Sąd Najwyższy jako Sąd Dyscyplinarny pierwszej instancji stwierdził, że obwiniony sędzia Jerzy Z. uchybił godności sędziego, a jego zachowania wyczerpują znamiona czynu zabronionego, co zostało potwierdzone wyrokami skazującymi.

SN wymierzył Jerzemu Z. karę najsurowszą – jak chciał rzecznik dyscyplinarny – pozbawienia prawa do stanu spoczynku wraz z prawem do uposażenia (art. 104 par. 3 pkt. 4 ustawy Prawo o ustroju sądów powszechnych).

Jeżeli orzeczona została kara pozbawienia prawa do stanu spoczynku wraz z prawem do uposażenia, to wyrok wywołuje skutek w postaci obniżenia do 50 proc. uposażenia do czasu prawomocnego zakończenia postępowania dyscyplinarnego. W razie prawomocnego zakończenia tego postępowania orzeczeniem kary innej niż kara pozbawienia prawa do stanu spoczynku wraz z prawem do uposażenia, dokonuje się wyrównania uposażenia do pełnej wysokości.

Sędziemu przysługuje prawo odwołania się do SN do wydziału II Izby Odpowiedzialności Zawodowej.
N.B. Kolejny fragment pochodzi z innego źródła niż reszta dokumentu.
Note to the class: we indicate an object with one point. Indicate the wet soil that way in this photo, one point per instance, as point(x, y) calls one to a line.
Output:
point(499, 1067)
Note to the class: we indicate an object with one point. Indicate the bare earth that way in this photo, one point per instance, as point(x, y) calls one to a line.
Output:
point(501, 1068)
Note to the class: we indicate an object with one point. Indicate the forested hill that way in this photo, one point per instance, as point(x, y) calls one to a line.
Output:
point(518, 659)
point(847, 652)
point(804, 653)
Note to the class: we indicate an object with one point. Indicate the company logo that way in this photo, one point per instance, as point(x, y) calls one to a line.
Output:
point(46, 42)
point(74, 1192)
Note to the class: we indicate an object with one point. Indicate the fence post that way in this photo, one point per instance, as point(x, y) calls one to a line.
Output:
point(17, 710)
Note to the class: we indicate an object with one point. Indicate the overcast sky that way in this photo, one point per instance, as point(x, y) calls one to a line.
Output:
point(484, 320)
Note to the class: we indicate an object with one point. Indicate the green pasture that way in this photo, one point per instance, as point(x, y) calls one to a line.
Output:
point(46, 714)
Czytaj też w LEX: Wagner Barbara, Nieskazitelność charakteru sędziego >

- W tej sprawie nie było problemów prawnych ani faktycznych, ustalenia sądu karnego są wiążące dla Sądu Najwyższego – powiedział sędzia sprawozdawca Zbigniew Korzeniowski. – Zostały przekroczone granice związku małżeńskiego, bo popełniono przestępstwo. Szkodliwość społeczna tego czynu jest o wiele większa niż jazda po pijanemu sędziów, którym także odbiera się stan spoczynku i uposażenie - dodał.

 

Wyrok Izby Odpowiedzialności Zawodowej SN z 10 kwietnia 2024 r., sygnatura akt I ZSK 6/23.